Naturally the first thoughts of all were to release the Canadian prisoners who had been held in Sham Shui Po prison for 45 months. The landing party from the ROBERT were there first, and were met with scenes of wild enthusiasm from everyone. The prisoners were emaciated and had suffered severe deprivation during their incarceration. However, thanks to the high standards of morale and discipline they had maintained while in captivity, they appeared to be in much better condition than anyone had reason to expect. However, it was a rough time for most of them when they attempted to re-enter the life style of Canadian eating and drinking. The crew of the ROBERT emptied their larders, their stores and their luxuries for these unfortunate men. On the whole, the matter of maintaining law and order in a city of 1,500,000 went rather smoothly, which was no small credit to the ROBERT’s crew.
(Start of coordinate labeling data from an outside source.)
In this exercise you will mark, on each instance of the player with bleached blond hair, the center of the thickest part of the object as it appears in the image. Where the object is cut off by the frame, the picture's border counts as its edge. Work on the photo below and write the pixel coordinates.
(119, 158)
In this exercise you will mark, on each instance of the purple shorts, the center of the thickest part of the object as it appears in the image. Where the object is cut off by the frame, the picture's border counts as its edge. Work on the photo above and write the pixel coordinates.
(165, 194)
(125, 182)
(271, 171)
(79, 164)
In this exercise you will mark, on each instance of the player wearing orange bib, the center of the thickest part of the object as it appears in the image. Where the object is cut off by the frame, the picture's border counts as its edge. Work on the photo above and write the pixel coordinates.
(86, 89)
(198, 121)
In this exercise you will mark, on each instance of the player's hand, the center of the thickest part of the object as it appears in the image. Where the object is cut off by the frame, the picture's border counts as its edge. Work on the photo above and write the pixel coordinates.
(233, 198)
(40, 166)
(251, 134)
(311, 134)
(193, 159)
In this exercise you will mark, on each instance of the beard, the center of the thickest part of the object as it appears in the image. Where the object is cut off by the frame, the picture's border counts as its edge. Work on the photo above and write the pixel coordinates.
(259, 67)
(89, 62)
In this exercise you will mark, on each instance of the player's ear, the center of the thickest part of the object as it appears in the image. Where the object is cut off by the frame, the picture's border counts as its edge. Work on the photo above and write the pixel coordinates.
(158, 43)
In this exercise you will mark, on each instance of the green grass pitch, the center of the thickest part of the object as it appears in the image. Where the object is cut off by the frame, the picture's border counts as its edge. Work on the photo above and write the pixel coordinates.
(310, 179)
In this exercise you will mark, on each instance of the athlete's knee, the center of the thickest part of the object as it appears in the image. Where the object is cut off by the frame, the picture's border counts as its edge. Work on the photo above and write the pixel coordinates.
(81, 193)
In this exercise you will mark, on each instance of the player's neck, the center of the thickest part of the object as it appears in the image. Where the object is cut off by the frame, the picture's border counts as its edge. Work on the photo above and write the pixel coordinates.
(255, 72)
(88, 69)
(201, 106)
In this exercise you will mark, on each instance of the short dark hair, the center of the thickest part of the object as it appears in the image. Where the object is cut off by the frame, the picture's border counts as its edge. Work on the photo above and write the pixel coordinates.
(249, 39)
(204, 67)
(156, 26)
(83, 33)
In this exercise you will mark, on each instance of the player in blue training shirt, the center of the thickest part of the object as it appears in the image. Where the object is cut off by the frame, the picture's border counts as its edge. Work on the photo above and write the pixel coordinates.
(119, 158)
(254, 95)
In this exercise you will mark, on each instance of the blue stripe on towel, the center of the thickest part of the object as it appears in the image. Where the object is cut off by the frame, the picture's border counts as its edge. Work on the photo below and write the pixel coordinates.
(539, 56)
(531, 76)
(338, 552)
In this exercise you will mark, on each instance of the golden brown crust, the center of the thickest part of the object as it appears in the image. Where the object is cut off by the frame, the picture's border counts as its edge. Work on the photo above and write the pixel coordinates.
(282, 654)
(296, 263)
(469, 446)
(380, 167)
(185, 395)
The final surrender of Hong Kong took place on September 16th with Captain Creery as one of the signatories for Canada. On September 20th the ROBERT detached from the Pacific fleet and sailed for home via Subic Bay in Manila, where 59 Canadian former prisoners were picked up and transported home. The ship left Manila on September 29th, just avoiding a typhoon, and sailed for Pearl Harbor, thence to Esquimalt to arrive October 20th. On December 10th, 1945 the ROBERT was paid off and transferred to War Assets Corp. in January, 1946. She had steamed 22,000 miles on this last commission.
The ROBERT has probably steamed more miles, visited more ports and seen more countries than any other ship in the Canadian Navy during the war. It was truly nicknamed the “lucky,” being very vulnerable and travelling great distances in hazardous waters, yet suffering no real mishap.